WASHINGTON – In one of his final acts in office, President Donald Trump signed an executive order late Tuesday directing the Department of Veterans Affairs to conduct a study of all veterans who served at a toxic base in Uzbekistan after 9/11, a step toward making it easier for their medical costs to be covered.
In December 2019, McClatchy exclusively reported about hundreds of U.S. special forces and other military troops who were deployed to Karshi-Khanabad, Uzbekistan, in the weeks after the Sept. 11, 2001, attacks who were diagnosed with cancer after serving there.
The former Soviet base, known as “K2,” was riddled with toxic dangers. Chemical weapons remnants and low-level processed uranium remained in the soil. Pools of solvents that had polluted the grounds for years formed a “black goo” at soldiers’ feet when they walked.
The first K2 veteran came forward in November 2019, after reading about rising veterans’ cancers in McClatchy’s Kansas City Star. By January, the House Committee on Oversight and Government Reform had announced it was launching an investigation into the K2 cancers, which numbered in the hundreds.

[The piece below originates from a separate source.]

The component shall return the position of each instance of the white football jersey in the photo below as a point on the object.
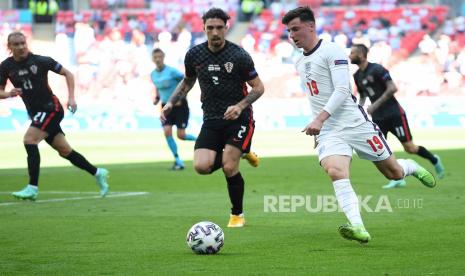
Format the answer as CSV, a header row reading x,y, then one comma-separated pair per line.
x,y
321,71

“It’s overwhelming. It’s hard to actually put it into words what it feels like,” said Kim Brooks, whose husband Tim was one of the first K2 veterans to die of cancer in 2004 at age 36.
The executive order requires the VA and Department of Defense to identify which toxins were found at K2, where on the base they were found and which service members may have been exposed to them.

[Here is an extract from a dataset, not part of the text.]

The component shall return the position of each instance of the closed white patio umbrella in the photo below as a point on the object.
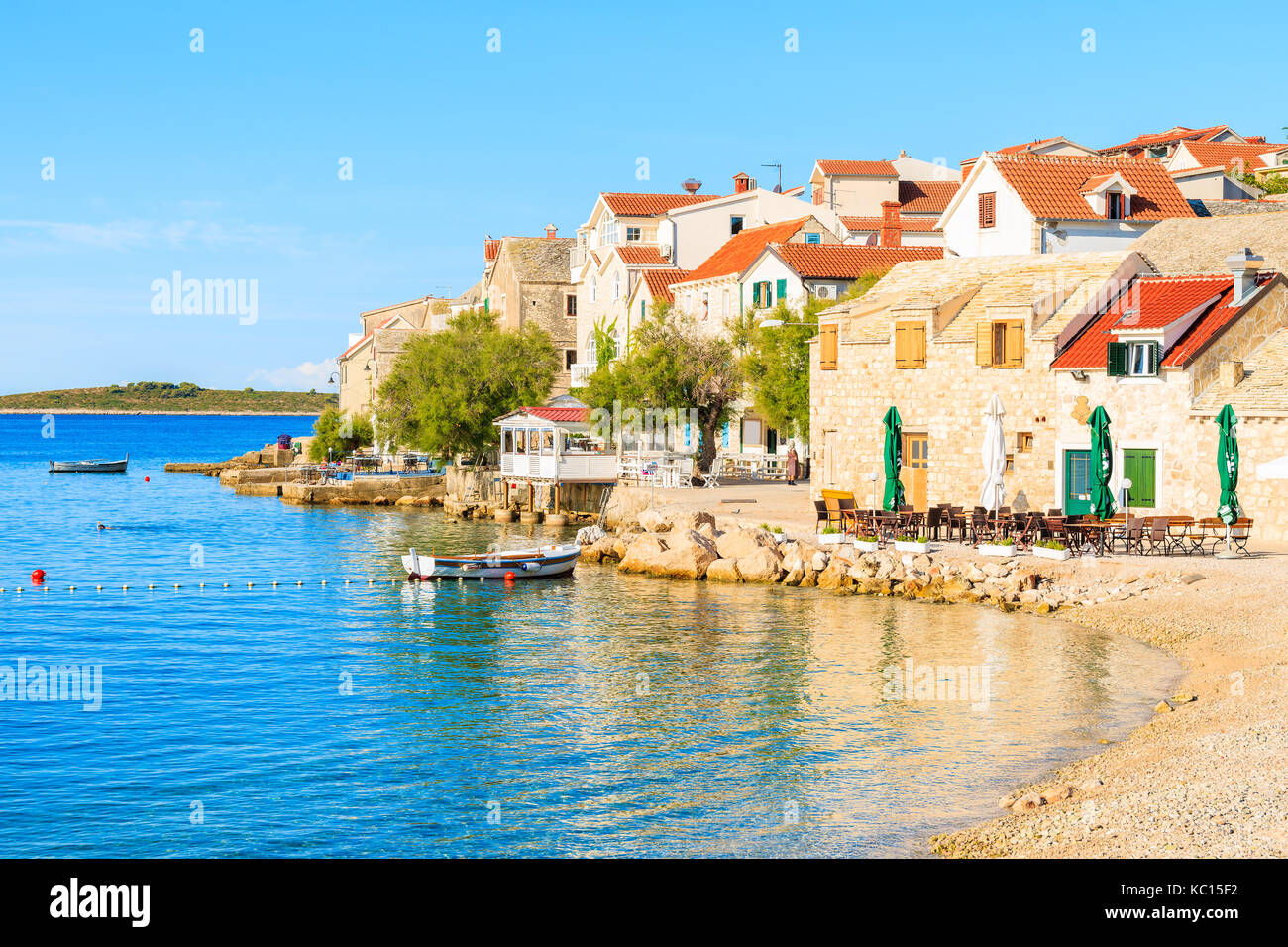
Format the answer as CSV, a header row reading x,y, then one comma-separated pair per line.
x,y
993,454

It also calls for a study similar to those required in the annual funding bills for the Department of Defense and VA that Congress passed last year, to determine “any health consequences” that may be tied to the toxins at K2, to make decisions on which of those health conditions should be automatically covered by the VA.

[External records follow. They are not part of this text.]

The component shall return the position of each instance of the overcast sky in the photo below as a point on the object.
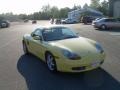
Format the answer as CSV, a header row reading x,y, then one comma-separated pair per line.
x,y
30,6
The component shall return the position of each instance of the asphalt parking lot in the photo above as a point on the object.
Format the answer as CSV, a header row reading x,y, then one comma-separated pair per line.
x,y
22,72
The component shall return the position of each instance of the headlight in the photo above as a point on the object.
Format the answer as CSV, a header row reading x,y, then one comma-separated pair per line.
x,y
99,48
70,55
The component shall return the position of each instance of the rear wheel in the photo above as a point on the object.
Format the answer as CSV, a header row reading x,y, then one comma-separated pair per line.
x,y
25,49
51,64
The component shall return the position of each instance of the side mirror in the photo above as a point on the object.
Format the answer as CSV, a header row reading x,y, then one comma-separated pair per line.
x,y
37,38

“After a two-decade wait for action, we are encouraged by K2’s recognition by the federal government,” said retired Master Sgt. Paul Widener, who served at K2 for multiple deployments and who launched a private Facebook group in 2012 to try and help all the K2 veterans who were ill.
K2 veterans had been aware that an executive order was being considered by Trump after Acting Defense Secretary Christopher Miller, who had also served at K2, made it a priority to help the other veterans who were based there.
“Every day, we’ve been like, is today the day he is going to sign it? And here we are,” Brooks said, on the last night of Trump’s presidency.
News of the executive order made the day even more poignant for Brooks, who had heard from her son earlier in the morning that his Army unit had safely departed Iraq and was now in Kuwait.
As more service members with neurological or reproductive issues after serving at K2 spoke publicly, the VA’s response evolved from saying that the premise that K2 was connected to cancers was “false,” to asking K2 veterans to come forward. Then came legislation and now the executive order directing the VA to study those veterans.
“It feels like a reckoning,” Brooks said.